You can't legislate away ignorance.
2
you know grimace and the hamburglar were the real problem and as far as I can tell mcdonalds already got rid of them after the unfortunate incident with mayor mccheese.
3
I'm with Ron Swanson on this one.
4
On the one hand I wouldn't want the proposed restrictions to apply to all businesses. On the other hand McDonalds is not all businesses and laws protecting consumers from giant corporations are necessary.

D, "root problem" is a literary device (metaphor) used to distinguish abiding growing-condition problems. A tree (the parents) produces damaged fruits (children; also McDonalds) because of damaged roots (bad education; food climate). Parents' actions are the waving branches of the grown tree in the wind; they can only reflect root problems and not be them.

Metaphors are beautiful tools! Even when overuse has ablated their meaning they still illuminate human thought. I think you see now how Sarah Mirk was not simply throwing around a stock phrase but drawing a beautiful picture of an orchard (United States) whose soil (education; also McDonalds) is not healthy for growing things.
5
How bout a petition to ban canvassers and THEIR predatory marketing? (Eh, eh? See how I turned that around?)

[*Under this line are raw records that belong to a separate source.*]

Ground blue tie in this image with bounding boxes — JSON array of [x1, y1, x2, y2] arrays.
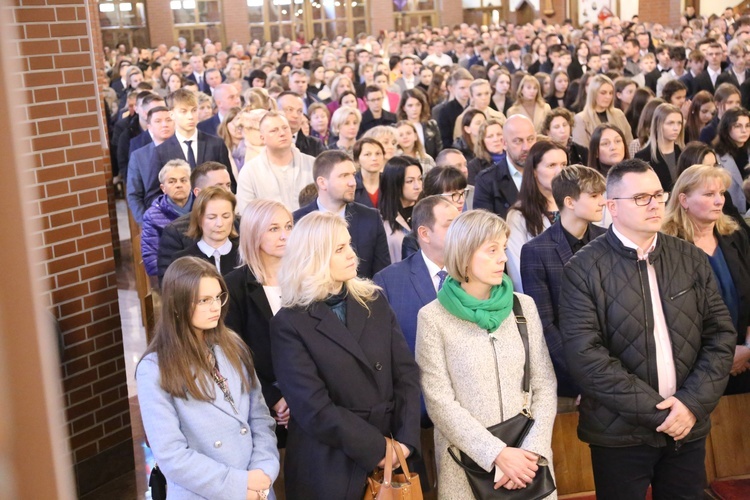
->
[[184, 141, 195, 170], [438, 269, 448, 291]]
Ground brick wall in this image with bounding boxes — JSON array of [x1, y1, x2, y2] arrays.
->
[[12, 0, 133, 493]]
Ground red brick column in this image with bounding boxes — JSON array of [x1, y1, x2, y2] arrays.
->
[[12, 0, 133, 494]]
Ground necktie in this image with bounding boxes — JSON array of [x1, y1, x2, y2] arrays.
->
[[185, 141, 195, 170], [214, 250, 221, 273], [438, 269, 448, 291]]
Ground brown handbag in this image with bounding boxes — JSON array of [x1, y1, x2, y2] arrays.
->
[[364, 438, 422, 500]]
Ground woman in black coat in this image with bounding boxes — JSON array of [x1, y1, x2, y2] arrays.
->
[[225, 199, 294, 448], [271, 212, 420, 500], [662, 165, 750, 394], [172, 186, 238, 282]]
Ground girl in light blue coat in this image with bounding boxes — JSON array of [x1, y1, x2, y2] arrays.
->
[[136, 257, 279, 500]]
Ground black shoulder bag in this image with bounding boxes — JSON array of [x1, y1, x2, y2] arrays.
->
[[448, 295, 556, 500]]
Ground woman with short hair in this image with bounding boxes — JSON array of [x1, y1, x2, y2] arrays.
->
[[271, 211, 420, 500], [416, 210, 557, 499]]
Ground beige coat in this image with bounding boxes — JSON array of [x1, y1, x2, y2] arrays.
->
[[416, 294, 557, 500], [572, 108, 633, 147], [508, 102, 551, 134]]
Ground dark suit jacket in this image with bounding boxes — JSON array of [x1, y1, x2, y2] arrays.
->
[[714, 229, 750, 394], [357, 109, 398, 138], [198, 113, 221, 137], [295, 130, 326, 158], [716, 68, 750, 88], [635, 144, 682, 191], [152, 130, 237, 193], [521, 221, 607, 398], [293, 198, 391, 278], [474, 158, 518, 219], [172, 238, 239, 281], [224, 265, 286, 448], [422, 120, 444, 159], [271, 295, 420, 500], [373, 251, 437, 353]]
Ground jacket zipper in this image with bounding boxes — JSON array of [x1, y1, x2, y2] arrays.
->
[[490, 337, 505, 422]]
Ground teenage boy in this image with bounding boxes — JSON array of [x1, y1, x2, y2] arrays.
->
[[521, 165, 606, 402]]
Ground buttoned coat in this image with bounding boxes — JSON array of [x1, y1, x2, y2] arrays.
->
[[136, 347, 279, 500], [271, 296, 420, 500]]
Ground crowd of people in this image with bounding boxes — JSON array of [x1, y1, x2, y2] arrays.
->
[[107, 8, 750, 499]]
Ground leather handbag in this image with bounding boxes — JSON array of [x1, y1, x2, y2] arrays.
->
[[364, 438, 422, 500], [448, 295, 556, 500]]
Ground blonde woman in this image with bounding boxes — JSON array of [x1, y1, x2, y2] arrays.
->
[[635, 103, 685, 191], [362, 125, 398, 161], [416, 210, 557, 500], [271, 211, 420, 500], [238, 108, 268, 170], [226, 200, 294, 448], [396, 120, 435, 173], [508, 75, 550, 132], [662, 165, 750, 394], [573, 75, 633, 146], [329, 106, 362, 156]]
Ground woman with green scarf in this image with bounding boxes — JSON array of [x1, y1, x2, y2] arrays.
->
[[416, 210, 557, 499]]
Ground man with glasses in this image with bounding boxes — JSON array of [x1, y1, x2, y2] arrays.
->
[[560, 160, 736, 500]]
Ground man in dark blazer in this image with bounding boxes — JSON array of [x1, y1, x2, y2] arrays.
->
[[357, 85, 397, 137], [293, 150, 391, 278], [153, 89, 237, 192], [474, 115, 536, 219], [521, 165, 606, 400], [276, 90, 326, 158], [126, 107, 174, 225], [373, 196, 459, 353]]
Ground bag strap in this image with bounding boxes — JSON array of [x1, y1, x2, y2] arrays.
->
[[513, 294, 531, 418]]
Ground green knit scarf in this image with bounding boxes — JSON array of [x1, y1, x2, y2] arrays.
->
[[438, 275, 513, 333]]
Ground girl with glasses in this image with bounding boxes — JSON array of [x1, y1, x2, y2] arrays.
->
[[136, 257, 279, 500]]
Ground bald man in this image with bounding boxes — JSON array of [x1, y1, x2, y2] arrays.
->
[[474, 115, 536, 219], [198, 83, 240, 135]]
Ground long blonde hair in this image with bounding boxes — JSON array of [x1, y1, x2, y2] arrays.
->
[[239, 199, 294, 285], [278, 211, 380, 309], [141, 257, 255, 401], [662, 165, 740, 243]]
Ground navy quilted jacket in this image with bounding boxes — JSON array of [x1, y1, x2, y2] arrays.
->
[[141, 194, 193, 276], [560, 228, 737, 447]]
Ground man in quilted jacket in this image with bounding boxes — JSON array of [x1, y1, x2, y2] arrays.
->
[[141, 160, 193, 276], [560, 160, 736, 500]]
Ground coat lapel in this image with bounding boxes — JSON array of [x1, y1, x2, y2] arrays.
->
[[409, 251, 437, 305], [310, 297, 371, 368]]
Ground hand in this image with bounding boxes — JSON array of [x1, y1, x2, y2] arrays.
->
[[272, 398, 290, 427], [656, 396, 695, 441], [729, 345, 750, 375], [495, 446, 539, 489], [247, 469, 271, 491], [378, 441, 411, 469]]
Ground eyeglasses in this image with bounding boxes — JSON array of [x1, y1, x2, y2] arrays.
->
[[610, 191, 669, 207], [440, 188, 469, 203], [195, 292, 229, 309]]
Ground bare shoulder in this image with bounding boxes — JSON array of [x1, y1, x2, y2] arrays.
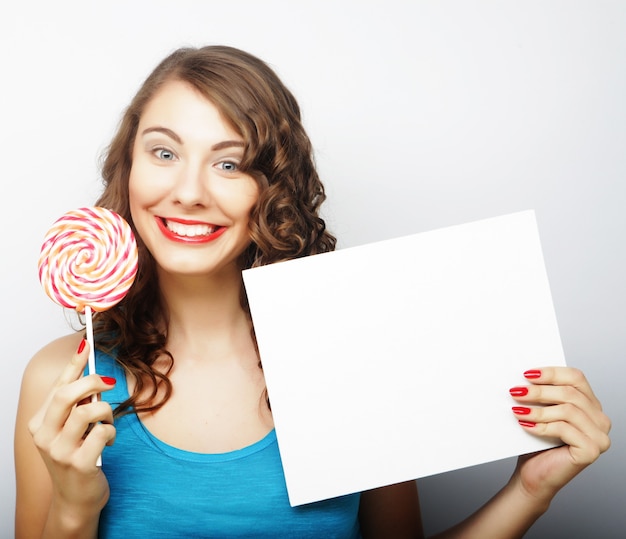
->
[[24, 333, 83, 382], [21, 333, 82, 405]]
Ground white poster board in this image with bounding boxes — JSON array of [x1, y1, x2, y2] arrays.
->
[[244, 211, 565, 505]]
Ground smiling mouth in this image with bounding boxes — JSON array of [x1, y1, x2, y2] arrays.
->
[[157, 217, 227, 243], [163, 219, 219, 238]]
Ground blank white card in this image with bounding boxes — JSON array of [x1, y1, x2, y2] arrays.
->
[[243, 211, 565, 505]]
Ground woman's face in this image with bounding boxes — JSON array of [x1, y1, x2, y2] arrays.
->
[[129, 80, 259, 275]]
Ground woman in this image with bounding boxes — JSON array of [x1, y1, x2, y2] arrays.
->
[[15, 47, 610, 538]]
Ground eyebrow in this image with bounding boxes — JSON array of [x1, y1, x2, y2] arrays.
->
[[141, 126, 245, 151]]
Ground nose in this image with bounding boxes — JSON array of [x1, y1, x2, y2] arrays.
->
[[172, 163, 209, 208]]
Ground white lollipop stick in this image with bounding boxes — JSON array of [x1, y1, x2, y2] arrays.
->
[[85, 305, 102, 468], [38, 207, 138, 466]]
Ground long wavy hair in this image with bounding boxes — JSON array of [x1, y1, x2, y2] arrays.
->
[[94, 46, 336, 415]]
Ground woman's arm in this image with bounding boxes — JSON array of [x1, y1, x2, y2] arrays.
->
[[361, 367, 611, 539], [15, 335, 115, 539]]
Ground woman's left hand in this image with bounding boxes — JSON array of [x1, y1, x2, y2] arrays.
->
[[510, 367, 611, 504]]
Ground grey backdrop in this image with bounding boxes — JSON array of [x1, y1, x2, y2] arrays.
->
[[0, 0, 626, 538]]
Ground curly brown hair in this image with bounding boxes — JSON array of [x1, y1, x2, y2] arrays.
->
[[94, 46, 336, 415]]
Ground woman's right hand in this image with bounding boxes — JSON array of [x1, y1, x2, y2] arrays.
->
[[16, 340, 115, 532]]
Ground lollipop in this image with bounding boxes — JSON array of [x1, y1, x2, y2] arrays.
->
[[38, 207, 137, 464]]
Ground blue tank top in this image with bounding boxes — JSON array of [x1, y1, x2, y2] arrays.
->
[[96, 352, 360, 539]]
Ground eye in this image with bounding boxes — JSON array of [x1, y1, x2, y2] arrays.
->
[[153, 148, 176, 161], [217, 161, 239, 172]]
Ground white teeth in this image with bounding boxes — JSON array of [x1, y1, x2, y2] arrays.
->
[[165, 220, 215, 238]]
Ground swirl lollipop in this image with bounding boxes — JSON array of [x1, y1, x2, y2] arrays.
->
[[38, 207, 137, 464]]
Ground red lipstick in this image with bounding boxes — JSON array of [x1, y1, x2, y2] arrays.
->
[[156, 217, 226, 244]]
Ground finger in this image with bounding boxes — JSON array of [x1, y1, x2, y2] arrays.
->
[[513, 403, 608, 451], [55, 339, 89, 387], [36, 375, 115, 447], [59, 401, 113, 445], [524, 367, 602, 410], [510, 385, 611, 432], [81, 423, 116, 468], [520, 421, 610, 467]]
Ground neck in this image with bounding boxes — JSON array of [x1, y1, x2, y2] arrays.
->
[[159, 272, 252, 357]]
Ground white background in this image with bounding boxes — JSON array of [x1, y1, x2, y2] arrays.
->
[[0, 0, 626, 539]]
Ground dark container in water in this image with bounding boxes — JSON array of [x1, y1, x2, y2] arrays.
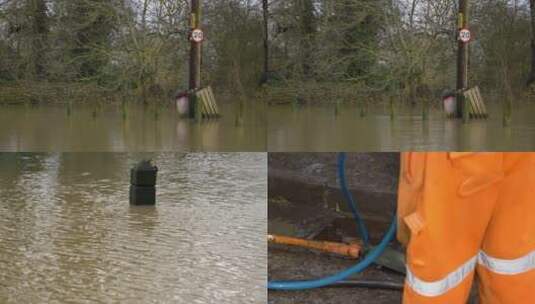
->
[[130, 160, 158, 187], [130, 160, 158, 205]]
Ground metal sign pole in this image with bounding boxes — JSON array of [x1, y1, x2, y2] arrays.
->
[[189, 0, 202, 90], [457, 0, 468, 118]]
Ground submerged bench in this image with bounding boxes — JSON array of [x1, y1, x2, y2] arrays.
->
[[463, 86, 489, 119], [194, 87, 221, 118]]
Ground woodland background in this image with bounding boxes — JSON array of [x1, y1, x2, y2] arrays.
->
[[0, 0, 535, 102]]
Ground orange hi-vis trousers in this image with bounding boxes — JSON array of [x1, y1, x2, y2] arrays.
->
[[398, 152, 535, 304]]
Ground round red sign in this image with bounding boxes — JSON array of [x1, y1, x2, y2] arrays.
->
[[191, 29, 204, 43], [459, 29, 472, 43]]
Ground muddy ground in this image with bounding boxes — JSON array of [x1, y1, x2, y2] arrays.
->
[[268, 153, 403, 304]]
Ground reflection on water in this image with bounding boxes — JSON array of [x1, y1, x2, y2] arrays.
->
[[0, 153, 267, 303], [0, 103, 266, 152], [268, 104, 535, 152]]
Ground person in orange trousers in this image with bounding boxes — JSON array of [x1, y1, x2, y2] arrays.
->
[[398, 152, 535, 304]]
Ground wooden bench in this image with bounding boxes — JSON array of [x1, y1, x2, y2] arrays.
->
[[464, 86, 488, 119], [195, 87, 221, 118]]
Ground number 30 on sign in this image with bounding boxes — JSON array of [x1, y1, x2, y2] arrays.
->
[[459, 29, 472, 43], [191, 29, 204, 43]]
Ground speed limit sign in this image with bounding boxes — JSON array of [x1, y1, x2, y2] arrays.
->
[[459, 29, 472, 43], [191, 29, 204, 43]]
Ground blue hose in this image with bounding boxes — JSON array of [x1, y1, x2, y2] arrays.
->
[[338, 152, 370, 248], [268, 153, 397, 290]]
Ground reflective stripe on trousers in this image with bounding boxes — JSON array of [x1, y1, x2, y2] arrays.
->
[[406, 251, 535, 297]]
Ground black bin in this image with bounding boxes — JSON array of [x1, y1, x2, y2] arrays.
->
[[130, 160, 158, 205]]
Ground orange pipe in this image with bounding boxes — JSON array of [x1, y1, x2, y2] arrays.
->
[[268, 234, 361, 258]]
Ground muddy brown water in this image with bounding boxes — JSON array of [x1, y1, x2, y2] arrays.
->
[[268, 103, 535, 152], [0, 102, 267, 152], [0, 153, 267, 303]]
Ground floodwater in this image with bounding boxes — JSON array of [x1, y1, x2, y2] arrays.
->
[[0, 102, 267, 152], [268, 103, 535, 152], [0, 153, 267, 303]]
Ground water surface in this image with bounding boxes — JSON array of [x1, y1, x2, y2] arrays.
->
[[0, 153, 267, 303], [268, 103, 535, 152], [0, 102, 267, 152]]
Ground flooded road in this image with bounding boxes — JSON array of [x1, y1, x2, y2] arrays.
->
[[268, 103, 535, 152], [0, 153, 267, 303], [0, 103, 267, 152]]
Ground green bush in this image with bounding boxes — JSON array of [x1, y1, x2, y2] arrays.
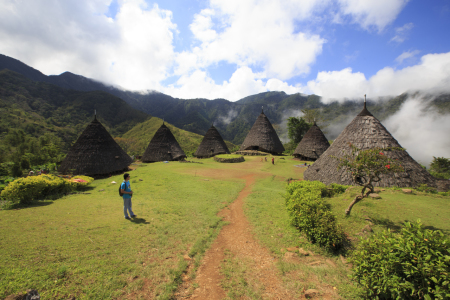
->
[[285, 181, 346, 251], [351, 220, 450, 300], [1, 174, 93, 204]]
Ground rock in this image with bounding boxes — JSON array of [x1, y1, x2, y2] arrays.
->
[[183, 254, 192, 260], [305, 289, 319, 299], [298, 248, 309, 256], [5, 294, 26, 300], [362, 224, 373, 232], [284, 252, 294, 260]]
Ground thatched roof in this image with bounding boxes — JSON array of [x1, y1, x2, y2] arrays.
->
[[240, 112, 284, 153], [142, 123, 186, 162], [194, 125, 230, 157], [304, 103, 436, 187], [58, 117, 133, 176], [294, 122, 330, 161]]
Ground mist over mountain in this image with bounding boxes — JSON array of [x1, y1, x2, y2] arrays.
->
[[0, 55, 450, 163]]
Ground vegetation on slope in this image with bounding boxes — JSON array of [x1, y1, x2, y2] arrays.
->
[[121, 117, 235, 156]]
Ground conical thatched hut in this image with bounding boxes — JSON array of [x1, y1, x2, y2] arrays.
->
[[194, 125, 230, 158], [294, 121, 330, 161], [304, 102, 436, 187], [142, 123, 186, 162], [58, 117, 133, 177], [239, 111, 284, 154]]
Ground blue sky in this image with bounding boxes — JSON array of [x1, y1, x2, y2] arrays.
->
[[0, 0, 450, 101]]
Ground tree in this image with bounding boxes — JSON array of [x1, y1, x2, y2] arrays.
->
[[430, 156, 450, 179], [334, 143, 404, 216], [288, 117, 311, 144]]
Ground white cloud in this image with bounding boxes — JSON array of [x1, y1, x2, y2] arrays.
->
[[306, 52, 450, 102], [391, 23, 414, 44], [336, 0, 409, 31], [0, 0, 176, 89], [383, 94, 450, 165]]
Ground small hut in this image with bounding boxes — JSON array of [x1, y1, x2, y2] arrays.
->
[[142, 122, 186, 162], [58, 116, 133, 177], [303, 101, 436, 187], [239, 111, 284, 154], [294, 121, 330, 161], [194, 125, 230, 158]]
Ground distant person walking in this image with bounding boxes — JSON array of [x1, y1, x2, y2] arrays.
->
[[120, 173, 136, 220]]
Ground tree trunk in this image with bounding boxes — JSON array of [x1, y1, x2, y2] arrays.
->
[[345, 184, 373, 216]]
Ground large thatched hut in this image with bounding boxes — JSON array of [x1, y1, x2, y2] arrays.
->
[[239, 111, 284, 154], [142, 123, 186, 162], [194, 125, 230, 158], [58, 117, 133, 177], [304, 102, 436, 187], [294, 121, 330, 161]]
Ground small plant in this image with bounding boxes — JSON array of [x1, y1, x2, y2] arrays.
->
[[416, 183, 437, 194], [285, 181, 347, 251], [334, 143, 404, 216], [351, 220, 450, 300]]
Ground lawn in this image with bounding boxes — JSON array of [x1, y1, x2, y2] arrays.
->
[[0, 156, 450, 299], [0, 162, 244, 299]]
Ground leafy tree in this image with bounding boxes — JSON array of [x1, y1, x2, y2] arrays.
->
[[334, 143, 404, 216], [287, 117, 311, 144]]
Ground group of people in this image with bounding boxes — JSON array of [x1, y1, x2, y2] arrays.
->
[[261, 157, 275, 165]]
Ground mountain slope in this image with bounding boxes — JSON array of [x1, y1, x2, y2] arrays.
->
[[122, 117, 235, 155]]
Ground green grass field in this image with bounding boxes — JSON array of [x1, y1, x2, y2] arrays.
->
[[0, 157, 450, 299]]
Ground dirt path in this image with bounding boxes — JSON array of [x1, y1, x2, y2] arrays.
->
[[188, 174, 290, 300]]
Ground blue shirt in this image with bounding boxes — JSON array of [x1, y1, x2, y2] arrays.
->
[[120, 181, 131, 199]]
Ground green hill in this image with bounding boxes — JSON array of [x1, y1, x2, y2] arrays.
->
[[121, 117, 235, 155]]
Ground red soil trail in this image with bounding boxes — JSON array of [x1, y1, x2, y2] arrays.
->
[[184, 174, 291, 300]]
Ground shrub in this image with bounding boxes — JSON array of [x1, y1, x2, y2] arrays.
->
[[416, 183, 437, 194], [71, 175, 94, 190], [351, 220, 450, 300], [285, 181, 346, 251], [1, 174, 93, 204]]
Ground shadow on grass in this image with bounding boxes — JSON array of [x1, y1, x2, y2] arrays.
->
[[131, 218, 150, 224], [371, 217, 403, 232]]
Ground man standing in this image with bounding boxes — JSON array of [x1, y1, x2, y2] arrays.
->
[[120, 173, 136, 220]]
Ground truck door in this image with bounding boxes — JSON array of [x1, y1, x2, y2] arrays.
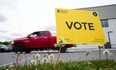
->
[[30, 32, 48, 48]]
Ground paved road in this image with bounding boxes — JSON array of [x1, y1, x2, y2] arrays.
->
[[0, 49, 116, 67]]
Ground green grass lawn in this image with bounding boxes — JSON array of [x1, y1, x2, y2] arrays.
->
[[0, 60, 116, 70]]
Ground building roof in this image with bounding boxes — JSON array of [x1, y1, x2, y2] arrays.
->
[[79, 4, 116, 19]]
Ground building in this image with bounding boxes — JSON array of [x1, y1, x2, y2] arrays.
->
[[77, 4, 116, 48]]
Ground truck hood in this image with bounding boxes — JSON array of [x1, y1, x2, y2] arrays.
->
[[14, 37, 28, 41]]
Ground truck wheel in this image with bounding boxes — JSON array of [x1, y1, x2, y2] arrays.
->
[[25, 49, 31, 53], [13, 44, 24, 53], [0, 49, 5, 52]]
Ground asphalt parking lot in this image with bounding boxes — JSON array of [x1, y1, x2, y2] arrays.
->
[[0, 49, 116, 67]]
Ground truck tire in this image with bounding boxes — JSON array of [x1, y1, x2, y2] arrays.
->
[[25, 49, 31, 53], [58, 46, 67, 53], [13, 44, 24, 53], [0, 49, 5, 52]]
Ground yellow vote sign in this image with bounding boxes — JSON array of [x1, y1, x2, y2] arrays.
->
[[55, 8, 106, 44]]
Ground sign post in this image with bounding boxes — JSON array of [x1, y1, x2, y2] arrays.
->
[[55, 8, 106, 44]]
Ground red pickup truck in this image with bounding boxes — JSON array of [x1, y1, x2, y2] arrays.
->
[[12, 31, 74, 53]]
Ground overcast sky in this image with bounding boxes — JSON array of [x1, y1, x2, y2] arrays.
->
[[0, 0, 116, 41]]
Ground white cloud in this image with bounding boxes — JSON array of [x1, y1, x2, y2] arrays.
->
[[0, 0, 116, 40]]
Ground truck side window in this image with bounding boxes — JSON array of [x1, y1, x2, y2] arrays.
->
[[38, 32, 46, 36]]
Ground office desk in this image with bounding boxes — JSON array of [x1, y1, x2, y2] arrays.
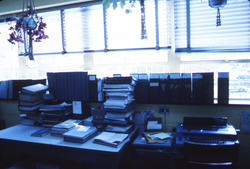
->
[[133, 131, 176, 169], [0, 124, 138, 169]]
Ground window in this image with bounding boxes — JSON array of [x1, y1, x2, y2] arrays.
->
[[0, 0, 250, 104], [175, 0, 250, 52]]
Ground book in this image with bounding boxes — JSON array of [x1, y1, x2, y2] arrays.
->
[[19, 92, 45, 102], [22, 83, 48, 94], [93, 131, 129, 147], [63, 125, 97, 143], [31, 128, 50, 137], [143, 131, 171, 143]]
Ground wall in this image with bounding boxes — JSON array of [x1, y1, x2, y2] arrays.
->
[[0, 100, 250, 169], [0, 0, 91, 16]]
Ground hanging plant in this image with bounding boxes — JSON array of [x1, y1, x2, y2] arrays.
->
[[8, 7, 49, 44], [8, 0, 49, 60]]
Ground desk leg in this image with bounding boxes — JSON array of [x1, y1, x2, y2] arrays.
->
[[170, 157, 176, 169]]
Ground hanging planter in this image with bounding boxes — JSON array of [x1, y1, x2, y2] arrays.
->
[[102, 0, 136, 14], [8, 0, 49, 60]]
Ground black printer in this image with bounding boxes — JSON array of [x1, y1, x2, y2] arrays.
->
[[176, 117, 238, 147]]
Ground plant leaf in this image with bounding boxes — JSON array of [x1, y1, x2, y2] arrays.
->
[[125, 9, 132, 14], [120, 0, 126, 9]]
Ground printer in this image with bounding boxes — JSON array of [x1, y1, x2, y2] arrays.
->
[[176, 117, 238, 147]]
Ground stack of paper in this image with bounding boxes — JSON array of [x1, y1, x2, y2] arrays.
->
[[143, 131, 171, 143], [63, 125, 97, 143], [39, 103, 73, 127], [93, 132, 129, 147], [18, 83, 48, 114], [51, 119, 82, 137]]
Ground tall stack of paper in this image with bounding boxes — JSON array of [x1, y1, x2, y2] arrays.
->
[[47, 72, 89, 101], [18, 83, 48, 124], [18, 83, 48, 114], [103, 76, 137, 122]]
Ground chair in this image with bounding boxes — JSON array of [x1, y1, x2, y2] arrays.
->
[[184, 142, 239, 169]]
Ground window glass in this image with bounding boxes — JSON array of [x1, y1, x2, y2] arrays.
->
[[0, 21, 18, 79], [106, 0, 156, 49], [33, 11, 63, 54], [181, 53, 250, 104]]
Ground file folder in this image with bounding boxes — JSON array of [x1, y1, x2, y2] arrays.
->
[[170, 73, 181, 104], [149, 73, 160, 103], [159, 73, 170, 103], [218, 72, 229, 104], [181, 73, 191, 104], [192, 73, 203, 104]]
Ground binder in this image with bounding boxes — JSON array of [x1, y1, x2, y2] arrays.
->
[[170, 73, 181, 104], [135, 74, 149, 103], [218, 72, 229, 104], [88, 75, 98, 102], [192, 73, 203, 104], [159, 73, 170, 103], [149, 73, 160, 103], [202, 72, 214, 104], [181, 73, 191, 104]]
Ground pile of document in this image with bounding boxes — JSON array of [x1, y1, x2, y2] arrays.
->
[[93, 131, 129, 147], [18, 83, 48, 125], [103, 76, 137, 121], [39, 103, 73, 127], [18, 83, 48, 114], [143, 131, 173, 144], [63, 125, 97, 143]]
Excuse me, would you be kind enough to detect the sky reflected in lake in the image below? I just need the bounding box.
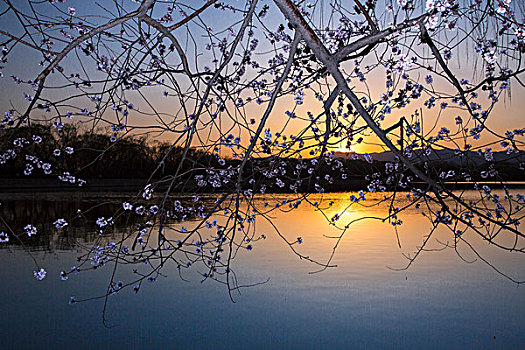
[0,193,525,349]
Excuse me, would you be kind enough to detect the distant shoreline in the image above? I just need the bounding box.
[0,179,525,195]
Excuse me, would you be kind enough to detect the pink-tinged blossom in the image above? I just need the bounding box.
[24,225,37,237]
[33,268,47,281]
[53,219,68,229]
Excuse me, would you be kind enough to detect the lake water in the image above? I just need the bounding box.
[0,193,525,349]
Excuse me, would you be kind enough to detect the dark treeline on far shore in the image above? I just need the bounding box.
[0,124,525,192]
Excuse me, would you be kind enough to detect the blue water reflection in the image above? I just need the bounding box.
[0,194,525,349]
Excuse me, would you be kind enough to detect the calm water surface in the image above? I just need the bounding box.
[0,193,525,349]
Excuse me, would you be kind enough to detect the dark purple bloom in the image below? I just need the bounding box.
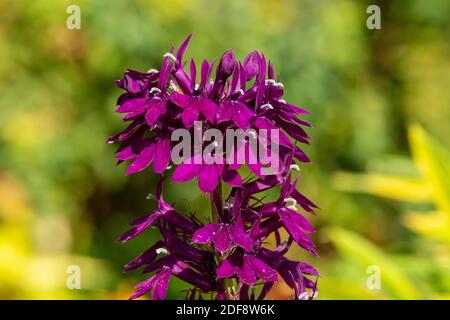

Americans kids' declining attention spans aren't helped by canvassers leaping into our line of vision to break up our rarefied moment of focus. And since obesity and pollution are strongly linked to the sedentary commuter lifestyle, why bully and irritate people when we choose to walk, live and work in central urban spaces?
6
Whatever, Sarah. We all know you moonlight as Charlie Chickpea, and are using your influence to neutralize other mascots. We will not be strong-armed by your Hummus-based cabal.
7
Then 'literary devices' should apply to literature and not busybodies telling me how to live my life.
8
You CAN legislate away ignorance.
It's called education.

I'm not sure I care enough about rights for corporations to feel split- shut the clown down, who's really going to care? And if someone does, am I wrong to say "get a life"?
9
They should get rid of Ronald McDonald, then follow by getting rid of the toys in happy meals -- hell, they should change the name to "sad meals" --, then get rid of the playgrounds. While all that might not work, the final solution should be to eliminate the french fries and replace the beef with broccoli burgers. That should finally keep kids from begging their parents to go to McDonalds.
10
@ Fruit Cup - we should all live by Swanson Code:

"I think the entire government should be privatized. Chuck E. Cheese could run the parks. Everything operated by tokens. Drop in a token, go on the swing set. Drop in another token, take a walk. Drop in a token, look at a duck."
11
First off my children thought that McDonalds provided public restrooms on the highways and were surprised that other children would eat food from the bathroom place.

Smirk just hates cancer kids since Ronald McDonald is the public face of the McDonald's (Kroc) family's children cancer support project the Ronald McDonald houses.
12
Rights for "corporations" are rights for you.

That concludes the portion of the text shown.